Introducing our New Biomaterials Hub in the Philippines

Introducing our New Biomaterials Hub in the Philippines
Unveiling our new biomaterials hub in the Philippines

The materials business is similar to most other businesses: we compete on price and performance. But when you’re competing with plastics, you have to deal with a third factor: scale.
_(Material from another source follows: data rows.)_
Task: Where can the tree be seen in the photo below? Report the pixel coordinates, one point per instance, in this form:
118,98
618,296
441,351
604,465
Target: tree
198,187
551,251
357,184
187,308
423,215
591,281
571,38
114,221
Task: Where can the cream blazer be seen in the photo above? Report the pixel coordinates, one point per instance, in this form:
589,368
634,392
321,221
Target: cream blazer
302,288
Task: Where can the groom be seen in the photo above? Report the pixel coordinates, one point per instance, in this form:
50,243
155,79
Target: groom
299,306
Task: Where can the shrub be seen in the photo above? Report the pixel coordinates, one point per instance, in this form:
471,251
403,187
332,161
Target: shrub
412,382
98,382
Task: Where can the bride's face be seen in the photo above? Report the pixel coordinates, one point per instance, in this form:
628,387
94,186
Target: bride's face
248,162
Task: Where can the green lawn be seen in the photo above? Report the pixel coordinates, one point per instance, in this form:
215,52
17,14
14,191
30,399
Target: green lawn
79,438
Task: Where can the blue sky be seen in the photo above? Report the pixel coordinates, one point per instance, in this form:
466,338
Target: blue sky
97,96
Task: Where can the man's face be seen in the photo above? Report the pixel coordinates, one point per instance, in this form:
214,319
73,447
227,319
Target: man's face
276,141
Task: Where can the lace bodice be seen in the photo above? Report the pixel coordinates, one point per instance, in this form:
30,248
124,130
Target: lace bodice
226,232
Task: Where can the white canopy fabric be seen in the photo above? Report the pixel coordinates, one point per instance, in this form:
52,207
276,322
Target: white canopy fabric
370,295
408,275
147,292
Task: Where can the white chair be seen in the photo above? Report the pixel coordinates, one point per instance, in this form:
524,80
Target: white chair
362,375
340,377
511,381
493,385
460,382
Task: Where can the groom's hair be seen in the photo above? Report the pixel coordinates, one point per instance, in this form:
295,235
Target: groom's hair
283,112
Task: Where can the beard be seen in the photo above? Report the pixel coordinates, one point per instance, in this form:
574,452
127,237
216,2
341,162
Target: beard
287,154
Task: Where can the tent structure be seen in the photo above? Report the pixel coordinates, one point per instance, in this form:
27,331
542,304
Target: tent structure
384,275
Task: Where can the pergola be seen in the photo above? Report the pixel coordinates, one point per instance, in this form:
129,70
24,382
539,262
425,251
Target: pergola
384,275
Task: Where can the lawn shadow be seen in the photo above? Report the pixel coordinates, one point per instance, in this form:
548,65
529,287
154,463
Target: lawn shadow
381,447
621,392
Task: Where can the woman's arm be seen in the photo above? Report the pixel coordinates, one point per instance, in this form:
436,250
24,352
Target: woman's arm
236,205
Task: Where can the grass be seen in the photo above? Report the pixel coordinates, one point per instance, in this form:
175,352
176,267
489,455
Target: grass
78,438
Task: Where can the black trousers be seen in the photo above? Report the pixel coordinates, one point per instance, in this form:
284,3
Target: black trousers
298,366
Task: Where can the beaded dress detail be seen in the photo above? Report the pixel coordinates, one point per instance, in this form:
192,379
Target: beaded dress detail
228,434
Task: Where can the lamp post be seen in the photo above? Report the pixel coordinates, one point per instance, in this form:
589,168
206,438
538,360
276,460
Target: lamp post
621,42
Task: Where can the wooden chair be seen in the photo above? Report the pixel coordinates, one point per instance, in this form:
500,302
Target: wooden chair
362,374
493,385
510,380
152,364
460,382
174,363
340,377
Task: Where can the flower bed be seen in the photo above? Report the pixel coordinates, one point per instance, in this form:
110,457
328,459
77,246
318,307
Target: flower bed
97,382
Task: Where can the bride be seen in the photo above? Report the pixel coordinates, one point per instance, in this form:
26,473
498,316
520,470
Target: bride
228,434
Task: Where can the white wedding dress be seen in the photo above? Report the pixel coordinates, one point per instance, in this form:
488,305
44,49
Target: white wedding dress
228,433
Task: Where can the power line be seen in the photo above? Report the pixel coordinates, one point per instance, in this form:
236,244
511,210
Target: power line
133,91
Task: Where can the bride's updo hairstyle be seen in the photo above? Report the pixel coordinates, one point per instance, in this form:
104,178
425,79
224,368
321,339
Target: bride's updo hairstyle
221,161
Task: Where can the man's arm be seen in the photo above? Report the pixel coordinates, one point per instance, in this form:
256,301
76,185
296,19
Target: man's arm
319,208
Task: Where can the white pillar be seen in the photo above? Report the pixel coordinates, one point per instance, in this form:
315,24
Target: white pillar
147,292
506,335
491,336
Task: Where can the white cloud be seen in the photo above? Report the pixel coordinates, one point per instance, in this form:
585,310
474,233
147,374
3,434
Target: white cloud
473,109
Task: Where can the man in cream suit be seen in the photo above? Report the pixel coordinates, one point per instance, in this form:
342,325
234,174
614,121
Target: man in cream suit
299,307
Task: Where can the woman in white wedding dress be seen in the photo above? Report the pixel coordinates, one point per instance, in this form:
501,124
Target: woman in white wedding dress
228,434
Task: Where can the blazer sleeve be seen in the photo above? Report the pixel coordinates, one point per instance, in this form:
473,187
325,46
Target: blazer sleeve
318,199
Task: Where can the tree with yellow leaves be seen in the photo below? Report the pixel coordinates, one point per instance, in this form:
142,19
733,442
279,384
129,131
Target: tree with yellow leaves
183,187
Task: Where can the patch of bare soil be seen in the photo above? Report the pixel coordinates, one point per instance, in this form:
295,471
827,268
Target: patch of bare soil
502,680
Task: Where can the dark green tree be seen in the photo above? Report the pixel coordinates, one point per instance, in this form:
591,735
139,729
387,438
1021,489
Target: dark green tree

With our new biomaterials production facility in the Philippines, we’re ready to compete on all three. Here’s how:

  • Agriculture subsidizes our costs, since we start with big ag’s waste
  • Nature perfected performance, since we’re using natural fibers that evolved to keep coconut flesh cool in the tropical heat
  • Manufacturing partnerships are how we scale, plugging our tech into existing supply chains and facilities

This partnership in the central Philippines is special. We’re working with Lamac Multipurpose Cooperative, a network of 150,000 smallholder farmer owners who vote on decisions and share in profits. Lamac started as a community farm stand in the mountains of Cebu Island; its growth is a testament to Ellen Limocon’s leadership and an island full of hard work.

Our partnership includes the Philippines government, especially the Philippines Coconut Authority and the Department of Trade and Industry, which have provided physical infrastructure and removed barriers at every turn.

Our partnership stretches across to India, where machinery and materials expertise is disseminated through our tireless engineering team, and all the way to the UNDP and Nordic development agencies, which funded much of the buildout.

The result is an advanced biomaterials hub close to raw material and end users, competitive on cost and built to scale.

It’s an achievement on its own and it’s a model for how we grow. 400 billion kg of plastic will be produced this year and new plastic factories are still being built, so we’d better grow fast.

The positive impacts of this facility are way too many to list; we’ll explore each and discover even more in the months to come. For now, I will just recognize the impact it’s having on local kids, who see coconut fiber stitched into insulated packaging down the street and now ask their parents, like our Operations Director Julius, why more plastic stuff they buy and use isn’t made with local, natural materials instead.